The trial court may have viewed Resper’s calls to Ricks as proof that she herself believed she was obliged to get herself to the program. But, even assuming her calls were motivated by a concern that her probation may have required she contact CA-DAC, Resper's concern does not establish that she was, in fact, obligated to call CA-DAC by the terms of her probation. Whether she was legally bound to make her own way to CADAC depends not on Resper’s beliefs or suspicions — which on the record here appear quite speculative— but on the court’s words at the sentencing hearing. As noted above, we conclude the trial court’s sentencing orders did not require Resper to reach the drug program by her own efforts. The trial court did not anticipate that Resper would be in the position of having to get to CADAC on her own, so the court made no provisions for her responsibilities were she released. Without such conditions, particularly as to the time by which Resper would have to begin the program, Resper could not violate an express condition of her probation by simply remaining at large.

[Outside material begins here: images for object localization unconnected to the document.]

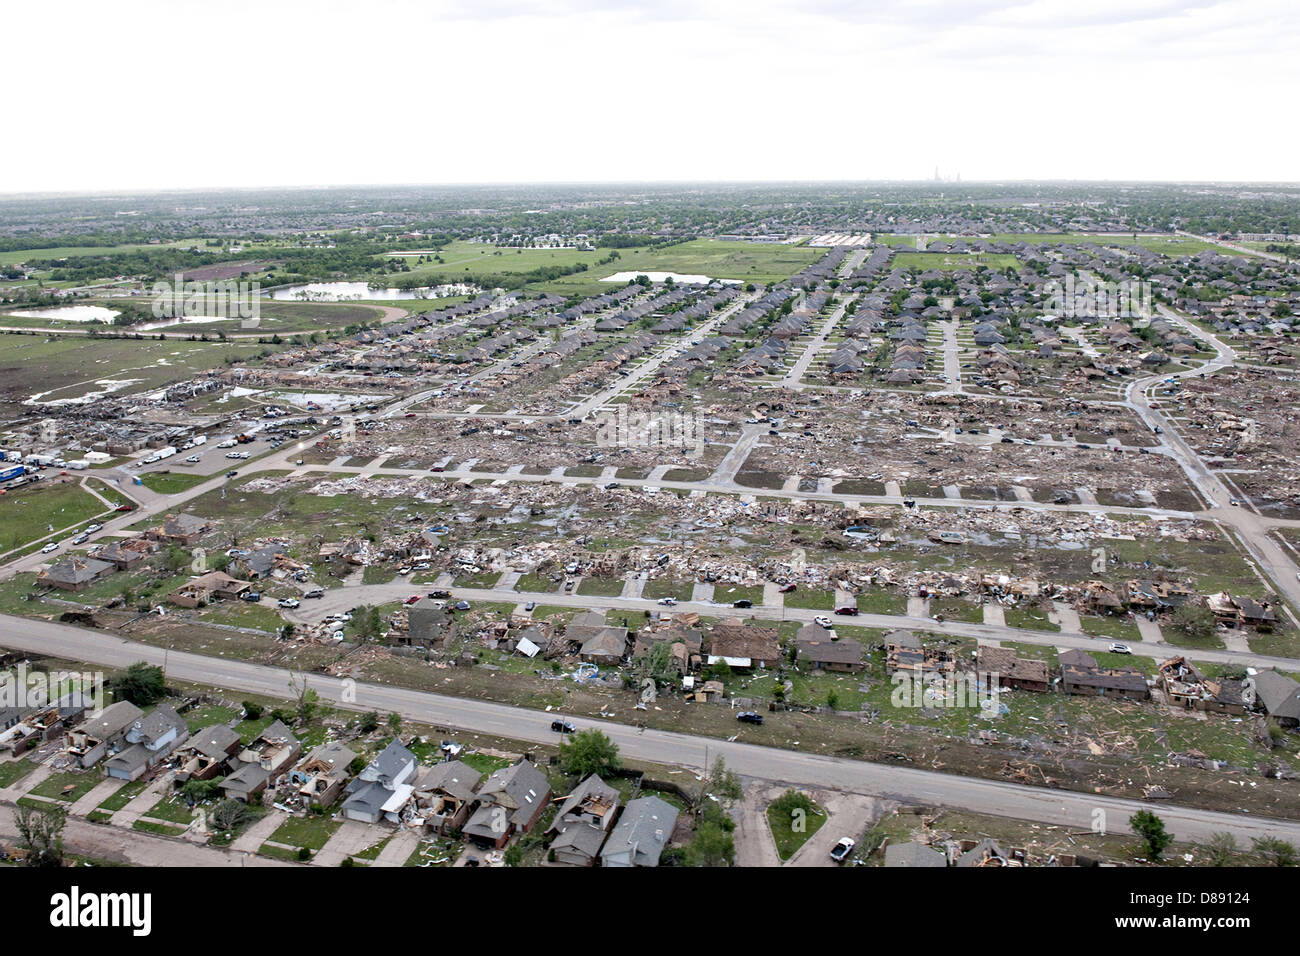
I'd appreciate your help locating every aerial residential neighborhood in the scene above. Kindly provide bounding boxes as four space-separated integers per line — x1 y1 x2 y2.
0 0 1292 937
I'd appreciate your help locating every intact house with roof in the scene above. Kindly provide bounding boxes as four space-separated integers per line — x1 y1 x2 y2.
105 704 190 781
600 794 679 867
341 739 419 824
1059 650 1148 701
795 624 864 673
706 620 781 670
565 610 629 666
287 741 357 808
65 700 143 768
221 720 301 803
401 601 459 651
1247 669 1300 727
973 646 1050 693
409 759 483 835
547 773 621 866
37 556 115 591
462 759 552 849
172 724 242 784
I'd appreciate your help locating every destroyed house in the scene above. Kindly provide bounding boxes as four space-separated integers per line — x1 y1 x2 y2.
173 724 242 783
1207 592 1278 630
706 622 780 669
288 741 357 808
341 739 419 824
222 720 300 802
1124 579 1194 611
411 760 483 835
89 538 157 570
65 700 142 768
548 774 621 867
0 692 89 756
885 630 954 677
463 759 551 849
1154 656 1241 715
168 570 252 608
147 513 210 546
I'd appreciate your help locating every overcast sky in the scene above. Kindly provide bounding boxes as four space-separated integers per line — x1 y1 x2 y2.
3 0 1296 192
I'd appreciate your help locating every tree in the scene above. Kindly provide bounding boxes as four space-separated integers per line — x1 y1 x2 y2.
181 778 220 804
387 711 402 734
15 803 66 867
1169 603 1215 642
210 799 251 833
1251 836 1298 867
109 662 166 706
357 711 380 734
1204 831 1237 867
558 729 621 778
686 821 735 866
631 641 677 689
703 757 742 803
1130 810 1172 859
241 701 263 720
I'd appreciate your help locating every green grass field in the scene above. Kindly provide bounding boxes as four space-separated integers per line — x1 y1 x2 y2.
0 333 287 410
0 480 110 553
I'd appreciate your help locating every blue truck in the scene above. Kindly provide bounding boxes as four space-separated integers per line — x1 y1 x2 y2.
0 465 25 483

Nor, finally, do we believe Resper’s actions can be said to have violated any implied condition of her probation. An implied condition must be “so clearly' implied that a probationer, in fairness, can be said to have notice of it.” Carradine, 420 A.2d at 1389 (footnote omitted). The trial court set up the terms of Resper’s probation on the premise that the court, and thus Resper herself, would not have to rely on Resper’s ability to act on her own in entering the program. Moreover, to make Resper’s entering the program on her own into an implied condition would require the trial court to create an arbitrary time limit by which Resper had to act. Resper was arrested about four months after her release from jail. Especially in light of the fact that space is not always available at CA-DAC, we do not believe a four month time limit was “so clearly implied” that Resper had notice of it. Finally, Resper’s failure to attend the two meetings with Ricks violated no implied condition because, as noted above, missing these two meetings did not foreseeably bar her from eventually , entering the CAD AC program.

IV.

The trial court concluded that Resper’s passivity amounted to avoidance justifying its lack of faith in her ability to rehabilitate herself, even with the help of CAD AC. Its judgment may well be accurate. But the court first allowed Resper the opportunity to go into the drug program under conditions that at least would get her admitted into the program without relying on Res-per’s own efforts. Having done so, the court cannot take that opportunity away unless Resper takes actions she clearly could foresee would deprive her of it. That she has not done. The court, therefore, must once again allow Resper to enter the CAD AC program from prison when a place becomes available for her, and it must reinstate the original terms to govern her probation once she begins the program.

Reversed and remanded. 
      
      . Our cases have not previously drawn this distinction but have typically stated simply that a decision to revoke is discretionary. See, e.g., Saunders, 508 A.2d at 95 ("The decision whether to revoke probation is committed to the sound discretion of the trial court....”); Jones v. United States, 401 A.2d 473, 477 (D.C.1979) (stating "it is provided by statute that revocation of probation is a matter of judicial discretion”); cf. D.C.Code § 24-104 (1981 & 1986 Supp.). As the Supreme Court has observed, however, "the decision to revoke probation typically involves two distinct components; (1) a retrospective factual question whether the probationer has violated a condition of probation; and (2) a discretionary determination by the sentencing authority whether violation of a condition warrants revocation of probation.” Black v. Romano, 471 U.S. 606, 611, 105 S.Ct. 2254, 2258, 85 L.Ed.2d 636 (1985) (emphasis added); see Saunders, 508 A.2d at 95 (quoting Black ). While it is true that the first threshold inquiry usually will be primarily factual, it cannot be purely so. Any finding that a condition of probation has been violated, like a finding that a contract condition has been breached, embodies at least an implicit legal conclusion that certain acts constitute a violation of the probationary terms.